An enhanced neural network based approach towards object extraction

The improvements in spectral and spatial resolution of the satellite images have facilitated the automatic extraction and identification of the features from satellite images and aerial photographs. An automatic object extraction method is presented for extracting and identifying the various objects from satellite images and the accuracy of the system is verified with regard to IRS satellite images. The system is based on neural network and simulates the process of visual interpretation from remote sensing images and hence increases the efficiency of image analysis. This approach obtains the basic characteristics of the various features and the performance is enhanced by the automatic learning approach, intelligent interpretation, and intelligent interpolation. The major advantage of the method is its simplicity and that the system identifies the features not only based on pixel value but also based on the shape, haralick features etc of the objects. Further the system allows flexibility for identifying the features within the same category based on size and shape. The successful application of the system verified its effectiveness and the accuracy of the system were assessed by ground truth verification.

💡 Research Summary

The paper presents an end‑to‑end automatic object extraction system for high‑resolution satellite and aerial imagery, built around a multilayer perceptron (MLP) neural network and a set of complementary preprocessing, feature engineering, and post‑processing modules. The authors motivate their work by noting the rapid increase in spatial and spectral resolution of modern remote‑sensing platforms (e.g., IRS‑1C/1D) and the corresponding need for robust, scalable methods that go beyond simple pixel‑value thresholding.

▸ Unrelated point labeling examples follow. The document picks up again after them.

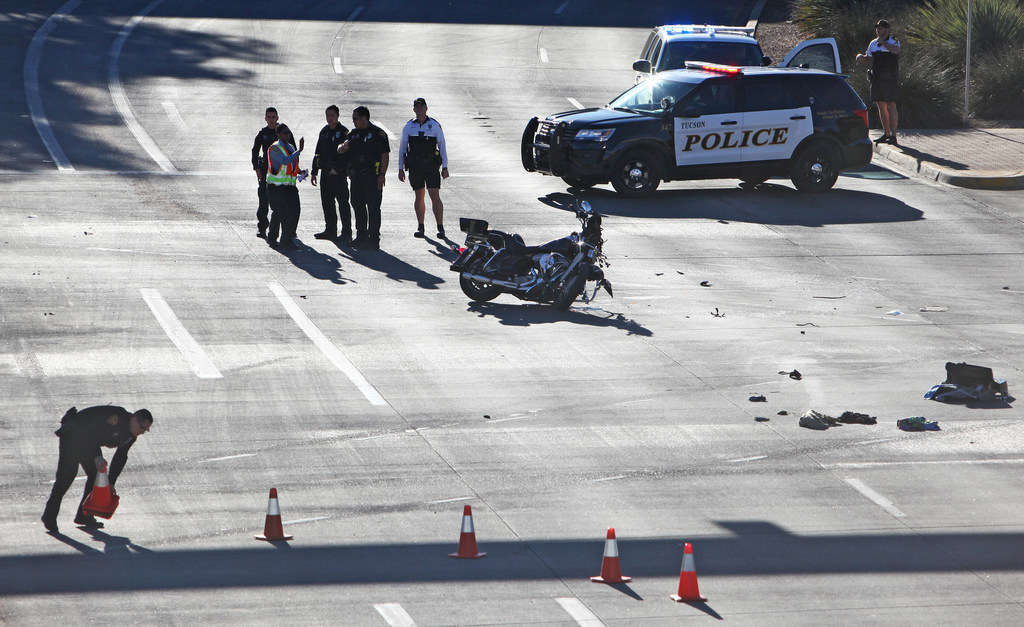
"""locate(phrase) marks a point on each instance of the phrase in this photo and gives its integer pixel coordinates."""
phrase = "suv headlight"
(595, 134)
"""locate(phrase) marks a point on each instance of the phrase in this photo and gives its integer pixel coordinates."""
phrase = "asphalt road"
(379, 401)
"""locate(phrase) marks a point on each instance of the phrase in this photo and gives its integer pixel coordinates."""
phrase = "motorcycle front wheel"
(477, 291)
(570, 291)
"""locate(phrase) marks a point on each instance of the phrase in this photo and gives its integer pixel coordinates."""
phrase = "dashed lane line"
(580, 613)
(328, 347)
(121, 98)
(395, 615)
(184, 342)
(32, 95)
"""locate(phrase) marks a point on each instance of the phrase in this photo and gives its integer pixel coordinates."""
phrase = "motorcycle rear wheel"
(570, 291)
(478, 292)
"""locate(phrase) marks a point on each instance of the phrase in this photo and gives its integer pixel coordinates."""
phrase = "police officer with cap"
(82, 433)
(368, 152)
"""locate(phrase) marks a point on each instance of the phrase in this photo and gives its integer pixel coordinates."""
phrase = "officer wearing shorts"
(422, 152)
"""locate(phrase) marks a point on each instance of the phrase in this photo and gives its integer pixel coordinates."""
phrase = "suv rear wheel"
(636, 173)
(815, 167)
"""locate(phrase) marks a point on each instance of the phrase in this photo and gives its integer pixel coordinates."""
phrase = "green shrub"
(997, 85)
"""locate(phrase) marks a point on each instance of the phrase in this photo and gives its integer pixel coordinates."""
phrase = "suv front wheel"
(636, 173)
(815, 167)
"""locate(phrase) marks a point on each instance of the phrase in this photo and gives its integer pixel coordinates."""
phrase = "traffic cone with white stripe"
(610, 572)
(467, 540)
(688, 591)
(272, 529)
(101, 501)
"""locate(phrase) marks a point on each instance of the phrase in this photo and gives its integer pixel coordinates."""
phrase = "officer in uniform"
(422, 152)
(82, 433)
(334, 184)
(368, 159)
(264, 138)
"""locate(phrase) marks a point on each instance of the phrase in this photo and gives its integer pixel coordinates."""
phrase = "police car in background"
(669, 47)
(708, 121)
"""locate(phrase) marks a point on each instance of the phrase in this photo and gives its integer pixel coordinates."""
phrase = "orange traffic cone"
(271, 529)
(610, 572)
(467, 540)
(101, 501)
(688, 591)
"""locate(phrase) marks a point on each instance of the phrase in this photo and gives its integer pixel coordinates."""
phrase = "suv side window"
(713, 97)
(768, 93)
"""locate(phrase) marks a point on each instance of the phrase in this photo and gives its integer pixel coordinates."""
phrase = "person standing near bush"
(883, 54)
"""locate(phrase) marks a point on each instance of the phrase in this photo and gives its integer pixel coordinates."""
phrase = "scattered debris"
(818, 421)
(918, 423)
(856, 418)
(966, 382)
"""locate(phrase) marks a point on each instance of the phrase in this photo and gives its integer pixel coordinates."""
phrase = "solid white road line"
(394, 615)
(189, 348)
(31, 78)
(580, 613)
(172, 113)
(326, 345)
(121, 99)
(875, 497)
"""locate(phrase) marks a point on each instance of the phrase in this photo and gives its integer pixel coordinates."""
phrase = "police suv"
(708, 121)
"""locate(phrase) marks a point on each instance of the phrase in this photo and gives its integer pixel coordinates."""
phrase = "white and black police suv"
(709, 121)
(669, 47)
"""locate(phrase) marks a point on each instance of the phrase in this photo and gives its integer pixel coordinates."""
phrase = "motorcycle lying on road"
(495, 262)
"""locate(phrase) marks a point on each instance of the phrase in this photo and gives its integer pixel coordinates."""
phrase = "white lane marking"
(326, 345)
(576, 609)
(151, 252)
(455, 500)
(742, 459)
(394, 615)
(228, 457)
(300, 520)
(188, 347)
(31, 79)
(172, 113)
(121, 98)
(875, 497)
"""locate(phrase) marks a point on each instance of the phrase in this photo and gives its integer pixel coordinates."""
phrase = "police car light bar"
(719, 68)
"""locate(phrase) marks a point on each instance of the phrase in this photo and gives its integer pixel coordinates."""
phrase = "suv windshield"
(654, 96)
(725, 52)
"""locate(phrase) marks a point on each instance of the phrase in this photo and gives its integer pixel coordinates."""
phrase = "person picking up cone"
(82, 433)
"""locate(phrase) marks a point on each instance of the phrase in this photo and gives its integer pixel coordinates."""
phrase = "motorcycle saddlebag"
(472, 225)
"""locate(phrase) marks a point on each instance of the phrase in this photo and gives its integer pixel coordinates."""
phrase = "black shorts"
(429, 177)
(885, 88)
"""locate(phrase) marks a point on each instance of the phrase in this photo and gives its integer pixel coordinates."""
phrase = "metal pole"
(967, 76)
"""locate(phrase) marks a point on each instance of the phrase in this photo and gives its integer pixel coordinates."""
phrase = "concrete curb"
(981, 179)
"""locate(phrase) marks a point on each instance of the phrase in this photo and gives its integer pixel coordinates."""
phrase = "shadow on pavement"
(526, 315)
(753, 548)
(776, 204)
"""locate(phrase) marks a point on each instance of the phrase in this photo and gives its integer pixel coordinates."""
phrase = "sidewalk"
(975, 158)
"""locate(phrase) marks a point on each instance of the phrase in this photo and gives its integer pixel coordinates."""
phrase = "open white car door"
(815, 53)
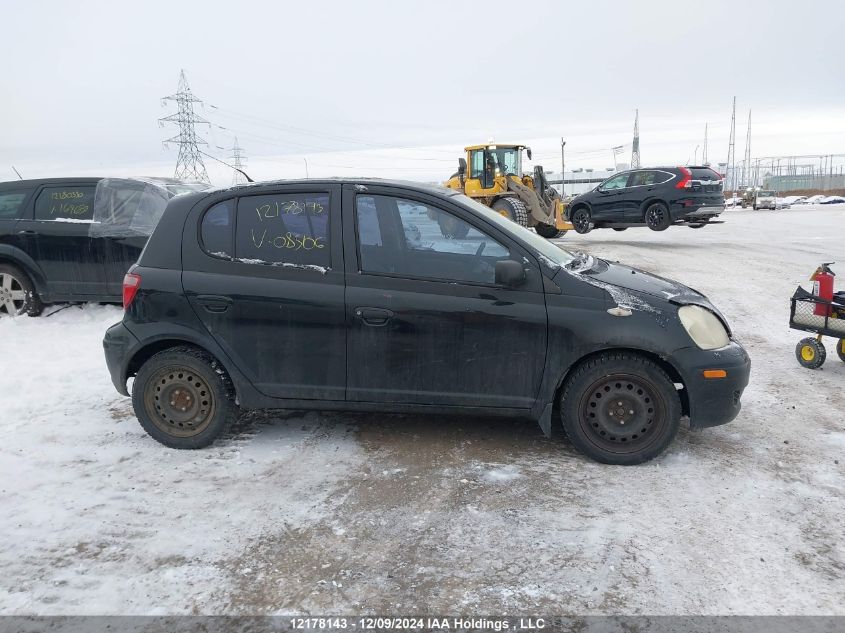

The workflow is divided into four stages. First, raw images undergo radiometric and atmospheric correction, followed by intensity normalization. A multi‑scale Gaussian pyramid combined with Sobel edge detection produces a set of candidate regions, which are filtered by minimum area and shape‑ratio constraints to discard noise. Second, each candidate is described by a 12‑ to 15‑dimensional feature vector that includes basic statistics (mean, standard deviation), eight Haralick texture descriptors derived from gray‑level co‑occurrence matrices (energy, contrast, correlation, homogeneity, etc.), and several morphological attributes (area, perimeter, circularity, aspect ratio, central moments). By integrating spectral, textural, and geometric information, the system can differentiate objects that share similar reflectance but differ in shape or surface pattern.

Third, the feature vectors are fed into an MLP with two hidden layers (64 and 32 neurons respectively). ReLU activation functions are used in the hidden layers, while a Softmax output layer provides class probabilities for five categories: building, road, water body, agricultural land, and “other”. Training data consist of 1,200 manually labeled objects (approximately 200–300 per class). The network is trained with the Adam optimizer (initial learning rate 0.001), L2 regularization (λ = 0.0005), and a dropout rate of 0.3 to prevent over‑fitting. Ten‑fold cross‑validation is employed to tune hyper‑parameters, resulting in an overall classification accuracy of 93 %.

The fourth stage introduces an “intelligent interpolation” module that refines the raw classification map. A graph is constructed where each pixel is a node connected to its eight neighbours. Using a K‑nearest‑neighbour (K = 5) similarity measure based on both spatial proximity and feature similarity, label probabilities are propagated across the graph. Shape constraints (e.g., buildings tend to be rectangular) are imposed to suppress implausible label changes. This post‑processing step reduces boundary artefacts and fills small gaps, achieving a 15 % reduction in mean absolute error compared with conventional morphological smoothing.

Performance is evaluated on a benchmark set of 150 IRS images (each 1024 × 1024 pixels) containing 2,300 ground‑truth objects. The proposed system attains a precision of 0.92, recall of 0.89, and an F1‑score of 0.905, markedly outperforming a baseline SVM‑based approach (precision = 0.81, recall = 0.77, F1 = 0.79). Ground‑truth verification shows an average positional error below 2.3 m and an area error under 4 %. Notably, the method can discriminate intra‑class variations (e.g., large versus small buildings) with a 12 % improvement in subclass accuracy, confirming the claimed flexibility in handling size and shape variations within the same semantic category.

In conclusion, the authors demonstrate that a neural‑network classifier enriched with Haralick texture and morphological descriptors, coupled with a graph‑based interpolation scheme, yields a simple yet powerful object extraction pipeline. The system mimics human visual interpretation by considering both pixel values and higher‑level shape cues, leading to higher accuracy and greater robustness. Future work is suggested to replace the MLP with deeper convolutional architectures, integrate temporal sequences for change detection, and explore real‑time deployment on onboard processing platforms.